Food inflation fell to 14.6 per cent in June, down from 15.4 per cent in May, according to figures from the British Retail Consortium (BRC). The decline marks the second consecutive monthly fall.
As supply issues eased, fresh food inflation also slowed in June at 15.7 per cent, down from 17.2 per cent in May. This is below the three-month average rate of 16.8 per cent.
Separate figures from the ONS also show that the cost of basic food items have been on a slow but steady decline over the past three months, with price inflation on goods such as milk, cheese and eggs falling slightly from 29.7 per cent in March to 27.4 per cent in May.
“Food inflation slowed for the second consecutive month, particularly for fresh products, as retailers cut the price of many staples including milk, cheese and eggs,” Helen Dickinson, chief executive of the BRC said.
“Clothing and electrical goods also saw falling prices, helping customers to pick up a bargain ahead of the summer holidays.”
“If the current situation continues, food inflation should drop to single digits later this year. However, it is imperative that government does not hamper this progress by introducing costly new policies,” Dickinson added.
‘Big Four’ grocery stores have had increasing pressure placed on them to keep prices as low as possible for consumers, with all major supermarkets having introduced major price cuts on products .
On Monday, Sainsbury’s unveiled £15m of price cuts across essentials such as rice and pasta. It also pledged to continue slashing prices on essential products throughout the summer.
The move comes ahead of Chancellor Jeremy’s Hunt meeting with the competition watchdog, the Competition and Markets Authority, on Wednesday to examine whether or not supermarkets have exploited inflation by raising prices.

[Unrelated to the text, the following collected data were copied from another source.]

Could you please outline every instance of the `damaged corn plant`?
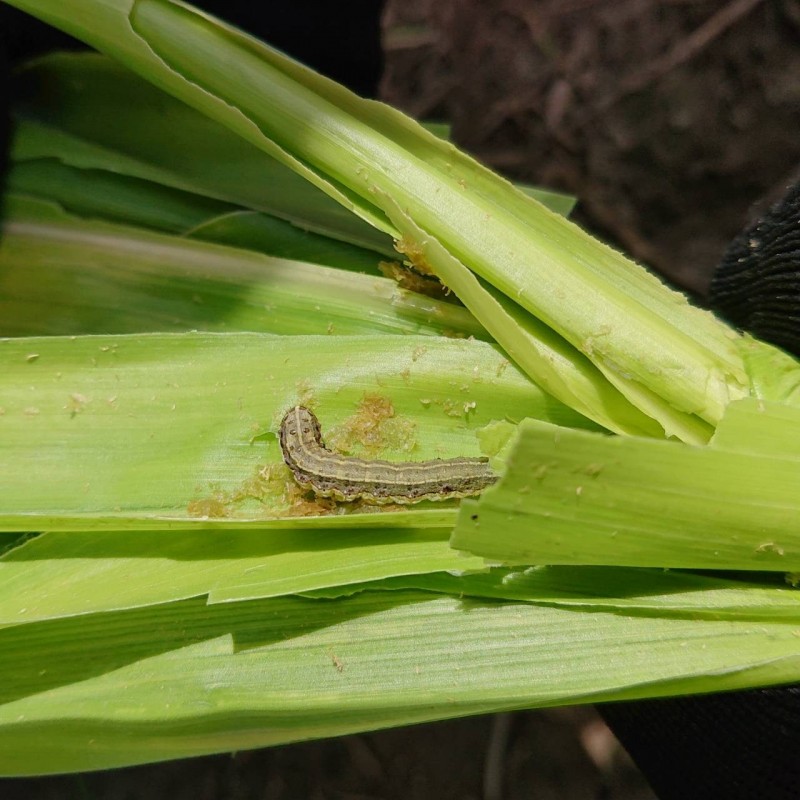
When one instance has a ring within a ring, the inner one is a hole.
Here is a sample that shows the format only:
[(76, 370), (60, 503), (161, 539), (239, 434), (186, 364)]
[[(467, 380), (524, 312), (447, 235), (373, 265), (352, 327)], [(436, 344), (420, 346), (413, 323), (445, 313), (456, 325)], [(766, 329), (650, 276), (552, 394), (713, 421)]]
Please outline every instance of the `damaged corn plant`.
[[(793, 359), (189, 5), (10, 4), (98, 52), (17, 76), (0, 774), (800, 680)], [(499, 480), (315, 497), (297, 406)]]

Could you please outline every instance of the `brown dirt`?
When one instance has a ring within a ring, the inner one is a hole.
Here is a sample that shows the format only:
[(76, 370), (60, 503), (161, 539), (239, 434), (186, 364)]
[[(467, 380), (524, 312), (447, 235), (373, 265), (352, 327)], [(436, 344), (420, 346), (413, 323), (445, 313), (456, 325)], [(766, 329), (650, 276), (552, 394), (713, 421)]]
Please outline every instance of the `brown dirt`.
[(704, 293), (800, 179), (797, 0), (388, 0), (382, 97)]

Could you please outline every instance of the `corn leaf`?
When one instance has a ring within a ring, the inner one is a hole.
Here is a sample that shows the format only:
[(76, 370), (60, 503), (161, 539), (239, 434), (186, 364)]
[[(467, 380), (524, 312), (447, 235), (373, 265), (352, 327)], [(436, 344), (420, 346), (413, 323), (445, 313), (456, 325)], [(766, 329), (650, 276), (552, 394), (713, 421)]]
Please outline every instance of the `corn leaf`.
[[(209, 594), (276, 597), (396, 575), (481, 570), (446, 529), (46, 533), (0, 557), (0, 627)], [(130, 580), (136, 576), (135, 580)]]
[(0, 774), (778, 683), (800, 671), (796, 633), (796, 620), (701, 623), (414, 592), (198, 598), (18, 625), (0, 630)]
[[(792, 576), (794, 580), (795, 576)], [(232, 584), (235, 589), (235, 584)], [(536, 566), (432, 572), (327, 586), (307, 597), (349, 597), (364, 591), (423, 589), (455, 597), (517, 600), (586, 611), (691, 619), (797, 619), (800, 592), (783, 576), (751, 580), (679, 570), (630, 567)], [(230, 588), (216, 589), (210, 602), (236, 599)]]
[(279, 258), (373, 274), (387, 258), (269, 214), (140, 178), (71, 167), (54, 158), (17, 163), (7, 189), (43, 203), (57, 202), (78, 217), (192, 236)]
[(518, 564), (799, 570), (800, 410), (739, 401), (718, 431), (689, 447), (526, 420), (452, 544)]
[[(163, 528), (208, 517), (285, 527), (291, 479), (272, 472), (282, 465), (274, 431), (298, 401), (317, 407), (329, 431), (365, 395), (391, 402), (395, 432), (390, 422), (382, 445), (395, 459), (479, 455), (475, 431), (492, 419), (540, 414), (591, 424), (491, 345), (441, 337), (5, 339), (0, 372), (4, 530)], [(452, 524), (454, 507), (428, 505), (383, 514), (381, 524)], [(292, 524), (374, 519), (338, 514)]]
[[(57, 197), (78, 213), (129, 222), (146, 214), (142, 206), (151, 202), (137, 195), (158, 187), (178, 211), (187, 204), (201, 212), (256, 209), (303, 231), (360, 245), (373, 258), (394, 254), (389, 237), (293, 170), (108, 58), (55, 53), (26, 65), (19, 77), (12, 188)], [(445, 132), (426, 127), (437, 137)], [(116, 184), (133, 202), (116, 208), (103, 203), (103, 191), (117, 194)], [(521, 188), (559, 214), (574, 205), (559, 192)], [(163, 229), (169, 219), (152, 215), (147, 224)]]
[[(220, 227), (219, 238), (263, 232)], [(83, 220), (41, 200), (7, 197), (2, 234), (6, 336), (195, 329), (488, 338), (464, 308), (388, 278)]]

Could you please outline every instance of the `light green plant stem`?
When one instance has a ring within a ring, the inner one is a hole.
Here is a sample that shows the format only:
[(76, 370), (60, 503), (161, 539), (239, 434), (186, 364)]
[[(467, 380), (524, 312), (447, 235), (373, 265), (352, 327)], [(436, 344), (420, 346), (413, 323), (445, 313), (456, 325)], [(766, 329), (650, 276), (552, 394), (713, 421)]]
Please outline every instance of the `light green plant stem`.
[(780, 683), (797, 679), (796, 628), (419, 592), (197, 598), (16, 626), (0, 630), (0, 774)]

Mike Watkins, head of retailer and business insight at NielsenIQ, said: “Whilst prices are still higher than a year ago, the slowdown in food inflation is welcome news for shoppers, helped by supermarkets lowering the prices of some staple goods. And if global supply chain costs continue to fall, we may now be past the peak of price increases.
“However, with most households needing to save money, purchasing behaviour for the rest of this year is still likely to shift towards essential needs with discretionary consumption being deprioritised or delayed.”